March 16 (UPI) -- U.S. consumer confidence has risen this month to its highest level since 2004, a study said Friday.
The University of Michigan Survey of Consumers "index of consumer sentiment" rose from 99.2 in February to 102.0 in March, a record favorable assessment of current economic conditions.
Respondents with incomes in the lower third of distribution were the most optimistic, the surveys shows.
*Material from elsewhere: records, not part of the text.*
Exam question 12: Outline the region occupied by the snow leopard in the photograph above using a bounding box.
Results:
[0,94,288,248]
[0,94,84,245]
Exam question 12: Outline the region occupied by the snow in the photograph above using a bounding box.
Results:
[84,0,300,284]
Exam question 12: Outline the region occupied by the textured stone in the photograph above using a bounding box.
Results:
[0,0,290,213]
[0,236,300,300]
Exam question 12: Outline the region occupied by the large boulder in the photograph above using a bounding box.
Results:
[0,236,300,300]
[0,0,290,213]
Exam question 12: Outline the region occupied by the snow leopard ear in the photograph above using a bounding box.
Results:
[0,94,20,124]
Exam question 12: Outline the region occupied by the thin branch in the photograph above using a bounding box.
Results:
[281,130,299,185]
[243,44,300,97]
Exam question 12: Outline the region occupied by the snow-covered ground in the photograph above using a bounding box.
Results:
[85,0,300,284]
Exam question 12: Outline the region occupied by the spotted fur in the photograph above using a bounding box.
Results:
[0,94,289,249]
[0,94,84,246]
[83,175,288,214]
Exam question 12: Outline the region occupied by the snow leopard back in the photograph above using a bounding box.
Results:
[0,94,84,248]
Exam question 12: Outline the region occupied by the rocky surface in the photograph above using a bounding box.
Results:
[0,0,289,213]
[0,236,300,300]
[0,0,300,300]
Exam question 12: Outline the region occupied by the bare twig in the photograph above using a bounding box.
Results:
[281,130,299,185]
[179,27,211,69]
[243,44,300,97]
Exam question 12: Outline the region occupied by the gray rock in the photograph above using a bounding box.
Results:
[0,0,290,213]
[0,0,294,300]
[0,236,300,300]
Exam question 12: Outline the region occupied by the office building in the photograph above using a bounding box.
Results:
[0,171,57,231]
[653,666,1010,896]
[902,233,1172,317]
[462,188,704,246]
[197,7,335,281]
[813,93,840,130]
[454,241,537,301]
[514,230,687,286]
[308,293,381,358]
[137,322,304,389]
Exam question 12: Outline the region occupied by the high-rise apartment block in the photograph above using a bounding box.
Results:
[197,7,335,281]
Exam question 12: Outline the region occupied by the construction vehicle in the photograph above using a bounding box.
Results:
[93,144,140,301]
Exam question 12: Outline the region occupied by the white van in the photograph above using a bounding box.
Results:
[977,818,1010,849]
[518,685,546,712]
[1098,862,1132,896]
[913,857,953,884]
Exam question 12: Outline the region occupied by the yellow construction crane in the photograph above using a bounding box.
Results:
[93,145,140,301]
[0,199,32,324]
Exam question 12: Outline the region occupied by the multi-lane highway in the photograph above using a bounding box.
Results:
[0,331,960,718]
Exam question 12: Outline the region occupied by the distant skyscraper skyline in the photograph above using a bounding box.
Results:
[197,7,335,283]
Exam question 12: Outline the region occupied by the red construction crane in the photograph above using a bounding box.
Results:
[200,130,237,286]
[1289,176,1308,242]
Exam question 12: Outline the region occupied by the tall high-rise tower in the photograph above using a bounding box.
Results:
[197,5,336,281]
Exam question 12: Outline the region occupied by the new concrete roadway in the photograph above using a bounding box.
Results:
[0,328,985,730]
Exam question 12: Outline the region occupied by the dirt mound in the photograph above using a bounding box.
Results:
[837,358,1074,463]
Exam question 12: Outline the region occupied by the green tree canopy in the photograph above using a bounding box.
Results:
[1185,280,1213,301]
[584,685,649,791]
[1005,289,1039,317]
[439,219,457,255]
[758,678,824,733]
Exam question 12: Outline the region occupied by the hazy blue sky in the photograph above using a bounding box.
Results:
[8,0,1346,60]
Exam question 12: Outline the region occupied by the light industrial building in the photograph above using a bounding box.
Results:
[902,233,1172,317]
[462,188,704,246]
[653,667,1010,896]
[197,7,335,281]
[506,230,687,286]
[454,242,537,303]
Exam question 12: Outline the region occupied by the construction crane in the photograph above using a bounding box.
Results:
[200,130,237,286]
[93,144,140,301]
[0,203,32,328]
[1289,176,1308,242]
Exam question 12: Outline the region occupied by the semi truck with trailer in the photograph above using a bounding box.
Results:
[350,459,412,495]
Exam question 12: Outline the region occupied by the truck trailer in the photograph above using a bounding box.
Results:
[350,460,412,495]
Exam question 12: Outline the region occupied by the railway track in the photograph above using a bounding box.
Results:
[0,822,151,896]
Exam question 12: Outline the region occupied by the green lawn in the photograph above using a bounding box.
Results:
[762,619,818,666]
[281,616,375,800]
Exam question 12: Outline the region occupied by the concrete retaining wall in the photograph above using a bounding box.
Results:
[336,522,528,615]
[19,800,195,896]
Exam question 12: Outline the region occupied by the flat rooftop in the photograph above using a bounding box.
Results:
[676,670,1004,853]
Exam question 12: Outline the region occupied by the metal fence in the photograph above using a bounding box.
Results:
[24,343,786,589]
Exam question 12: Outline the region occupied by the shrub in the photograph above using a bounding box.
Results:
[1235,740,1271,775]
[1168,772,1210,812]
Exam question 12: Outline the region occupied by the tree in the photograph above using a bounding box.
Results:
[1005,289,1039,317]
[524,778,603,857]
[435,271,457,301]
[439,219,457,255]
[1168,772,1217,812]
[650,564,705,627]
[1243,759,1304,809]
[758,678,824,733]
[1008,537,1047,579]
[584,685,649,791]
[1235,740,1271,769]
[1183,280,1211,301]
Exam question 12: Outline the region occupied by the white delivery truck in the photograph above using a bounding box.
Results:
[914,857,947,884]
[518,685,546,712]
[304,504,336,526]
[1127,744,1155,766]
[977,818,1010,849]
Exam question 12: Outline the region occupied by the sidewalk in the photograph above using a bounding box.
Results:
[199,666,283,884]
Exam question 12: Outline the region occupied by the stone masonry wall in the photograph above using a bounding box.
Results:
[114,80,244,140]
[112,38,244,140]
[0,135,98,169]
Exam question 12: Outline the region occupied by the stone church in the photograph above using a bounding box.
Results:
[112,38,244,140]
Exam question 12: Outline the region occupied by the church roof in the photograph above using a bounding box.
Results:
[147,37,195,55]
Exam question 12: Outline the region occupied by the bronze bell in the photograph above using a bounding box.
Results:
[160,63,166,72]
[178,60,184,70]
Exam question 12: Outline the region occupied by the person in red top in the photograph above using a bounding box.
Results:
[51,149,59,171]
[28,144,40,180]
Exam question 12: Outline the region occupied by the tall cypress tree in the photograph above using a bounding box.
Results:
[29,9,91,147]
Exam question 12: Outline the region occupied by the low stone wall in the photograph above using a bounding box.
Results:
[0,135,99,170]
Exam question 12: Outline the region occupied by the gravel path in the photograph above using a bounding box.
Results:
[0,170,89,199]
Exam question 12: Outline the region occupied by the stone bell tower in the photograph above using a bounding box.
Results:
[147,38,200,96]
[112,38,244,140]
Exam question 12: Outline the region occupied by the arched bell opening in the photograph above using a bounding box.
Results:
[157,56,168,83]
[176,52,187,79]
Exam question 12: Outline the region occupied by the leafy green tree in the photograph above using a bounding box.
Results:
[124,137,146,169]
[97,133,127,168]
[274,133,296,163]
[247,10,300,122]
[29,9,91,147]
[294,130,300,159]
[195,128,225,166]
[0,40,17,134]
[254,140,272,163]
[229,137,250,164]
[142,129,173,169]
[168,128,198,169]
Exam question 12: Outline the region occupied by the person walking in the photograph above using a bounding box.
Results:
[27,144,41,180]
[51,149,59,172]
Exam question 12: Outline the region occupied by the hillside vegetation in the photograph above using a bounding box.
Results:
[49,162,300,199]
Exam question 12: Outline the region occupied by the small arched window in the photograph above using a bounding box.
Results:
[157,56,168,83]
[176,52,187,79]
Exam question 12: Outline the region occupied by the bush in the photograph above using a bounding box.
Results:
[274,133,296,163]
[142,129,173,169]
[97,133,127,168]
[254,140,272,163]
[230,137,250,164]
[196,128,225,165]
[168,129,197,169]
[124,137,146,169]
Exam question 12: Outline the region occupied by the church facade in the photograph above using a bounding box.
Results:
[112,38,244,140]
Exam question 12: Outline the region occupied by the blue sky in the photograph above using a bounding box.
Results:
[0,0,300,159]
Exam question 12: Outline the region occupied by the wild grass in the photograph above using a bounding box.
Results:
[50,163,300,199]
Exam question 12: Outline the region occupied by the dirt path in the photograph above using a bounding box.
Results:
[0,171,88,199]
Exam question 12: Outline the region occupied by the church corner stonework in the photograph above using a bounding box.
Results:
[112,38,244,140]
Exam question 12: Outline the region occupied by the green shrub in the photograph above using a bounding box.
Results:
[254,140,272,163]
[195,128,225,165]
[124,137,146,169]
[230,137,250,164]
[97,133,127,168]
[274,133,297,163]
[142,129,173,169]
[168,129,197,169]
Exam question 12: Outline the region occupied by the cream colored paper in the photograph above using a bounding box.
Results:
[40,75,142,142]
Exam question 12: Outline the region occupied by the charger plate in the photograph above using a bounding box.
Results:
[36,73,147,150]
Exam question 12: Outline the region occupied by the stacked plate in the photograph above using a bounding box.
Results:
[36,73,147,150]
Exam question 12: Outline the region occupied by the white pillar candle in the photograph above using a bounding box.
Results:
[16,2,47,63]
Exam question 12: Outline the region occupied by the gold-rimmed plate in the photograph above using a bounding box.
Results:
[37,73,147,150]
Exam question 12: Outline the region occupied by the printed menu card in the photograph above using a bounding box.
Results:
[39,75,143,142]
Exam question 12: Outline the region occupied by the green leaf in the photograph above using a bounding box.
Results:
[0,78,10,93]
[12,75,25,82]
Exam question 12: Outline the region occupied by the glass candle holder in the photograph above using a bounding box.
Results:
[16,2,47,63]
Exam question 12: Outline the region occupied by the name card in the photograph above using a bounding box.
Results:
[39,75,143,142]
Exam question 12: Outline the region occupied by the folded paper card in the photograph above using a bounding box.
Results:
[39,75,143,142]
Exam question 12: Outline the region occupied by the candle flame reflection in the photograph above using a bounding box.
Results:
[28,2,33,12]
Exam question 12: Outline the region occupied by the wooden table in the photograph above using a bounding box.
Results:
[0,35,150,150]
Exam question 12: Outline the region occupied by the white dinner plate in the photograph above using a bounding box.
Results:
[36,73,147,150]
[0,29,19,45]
"All of the gain in the Sentiment Index was among households with incomes in the bottom third (+15.7), while the economic assessments of those with incomes in the top third posted a significant monthly decline (-7.3). The decline among upper income consumers was focused on the outlook for the economy and their personal finances," Curtin wrote. "Consumers continued to adjust their expectations in reaction to new economic policies. In early March, favorable mentions of the tax reform legislation were offset by unfavorable references to the tariffs on steel and aluminum; each was spontaneously cited by one-in-five consumers."
The index figure of 102 is a 5.3 percent increase from a year ago.
Survey data included significant positive sentiment about the near-term economy, with 59 percent of respondents reporting recent personal financial progress. That figure is the largest in that category since the survey began in 1946.
Inflation worries, though, increased in March to their highest level since 2015, with respondents expecting an average 2.9 percent increase in the next year. The survey in January and February noted an expected 2.5 percent annual increase.
A final reading of the month's data will be released on March 29.